Similarly, an unpublished Office of the First and Deputy First Minister commissioned report, leaked to the BBC late last year, recognises that while excellence exists within the system, there is a gulf in terms of equity. Investigating Links in Achievement and Deprivation (Iliad) is the culmination of a three-year study conducted by 10 academics from Queen’s University Belfast and Stranmillis University College. The research rationale aimed to determine the micro-complexities of Northern Ireland in relation to a wider correlation between deprivation and educational underachievement. More specifically, why children in highly deprived areas traditionally regarded as Catholic outperform, often significantly, their Protestant counterparts.

Debate

Significantly, the Iliad study recommends “the ending of the current system of academic selection” as a key measure to halt educational disadvantage. The report also forewarns: “Given the in-built and distinct advantage of a grammar school education and the significant political and lobbying influence of the grammar sector, opposition to radical change is expected.”

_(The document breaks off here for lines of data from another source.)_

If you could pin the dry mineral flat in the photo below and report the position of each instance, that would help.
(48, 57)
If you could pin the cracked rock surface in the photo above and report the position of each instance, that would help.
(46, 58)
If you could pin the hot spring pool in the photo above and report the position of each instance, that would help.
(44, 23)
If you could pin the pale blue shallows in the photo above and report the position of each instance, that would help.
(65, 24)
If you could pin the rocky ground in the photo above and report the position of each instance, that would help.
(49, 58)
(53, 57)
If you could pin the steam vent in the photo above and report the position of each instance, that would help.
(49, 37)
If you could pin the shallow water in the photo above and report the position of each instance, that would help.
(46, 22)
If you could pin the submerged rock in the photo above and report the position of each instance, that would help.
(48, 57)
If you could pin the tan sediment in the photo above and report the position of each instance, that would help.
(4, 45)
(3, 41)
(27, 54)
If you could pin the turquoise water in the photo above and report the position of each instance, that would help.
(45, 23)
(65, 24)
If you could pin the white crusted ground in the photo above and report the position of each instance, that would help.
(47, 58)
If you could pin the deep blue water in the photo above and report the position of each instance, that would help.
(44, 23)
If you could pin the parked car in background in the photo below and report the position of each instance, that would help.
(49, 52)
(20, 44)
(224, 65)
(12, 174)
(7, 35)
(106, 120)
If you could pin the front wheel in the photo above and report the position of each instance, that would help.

Conversely, advocates of academic selection often point to the success of Northern Ireland’s top-performing students ahead of those in other United Kingdom regions. Education Minister Peter Weir contends: “Grammar schools can, by setting demanding standards and offering rich educational opportunities, secure impressive outcomes for those who will derive the greatest benefit from them.”

However, at the opposite end of the spectrum, the reality is that a significant number of students are outstripping their UK counterparts in terms of underachievement. In fact, as of 2013, the percentage of students achieving the GCSE threshold (five good GCSEs) across the four main regions has been lowest in Northern Ireland. Excellence at the apex of results has served to mask a chronic underperformance at the base.

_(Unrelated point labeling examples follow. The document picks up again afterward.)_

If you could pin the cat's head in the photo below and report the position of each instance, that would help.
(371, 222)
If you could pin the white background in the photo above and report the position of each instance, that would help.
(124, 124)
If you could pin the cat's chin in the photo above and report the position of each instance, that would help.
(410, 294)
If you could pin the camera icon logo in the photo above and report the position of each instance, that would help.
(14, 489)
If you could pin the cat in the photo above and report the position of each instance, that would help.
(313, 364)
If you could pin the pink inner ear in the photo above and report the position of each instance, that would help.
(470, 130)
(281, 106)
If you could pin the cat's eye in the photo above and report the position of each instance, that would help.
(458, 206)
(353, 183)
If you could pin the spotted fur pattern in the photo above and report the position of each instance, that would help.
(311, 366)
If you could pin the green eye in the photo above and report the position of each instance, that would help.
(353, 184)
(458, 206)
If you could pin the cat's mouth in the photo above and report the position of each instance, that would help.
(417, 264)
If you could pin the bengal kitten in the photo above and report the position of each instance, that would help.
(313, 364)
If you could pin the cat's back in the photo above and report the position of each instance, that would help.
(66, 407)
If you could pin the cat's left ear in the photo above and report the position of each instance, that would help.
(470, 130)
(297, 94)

There is also a perception among parents that the unregulated tests possess a degree of prestige due to the fact that they act as gateway into particular academically high-performing schools. This has been illustrated through the comments of Minister Weir who suggests: “The prospect of getting into the grammar school, and the opportunities that it creates, encourages aspiration in our children and their parents.” He adds: “Through the selection process, grammar schools have been an essential vehicle for social mobility.”

Meanwhile, Protestant boys from deprived backgrounds (those with free school meal entitlement) remain among the top three academically underperforming groups across the UK. Only 19.7 per cent of these students received five good GCSEs (including English and maths), a proportion which contrasts significantly with the Northern Ireland average of 62 per cent. The distribution of students between grammar and non-selective schools starkly reflects socio-economic division. Of the 2015/16 cohort of post-primary beginners with free school meal entitlement, only 17 per cent enrolled in a grammar school. Within two-thirds of grammars, less than 15.1 per cent of pupils are entitled to free school meals. All non-selective schools are above this bracket.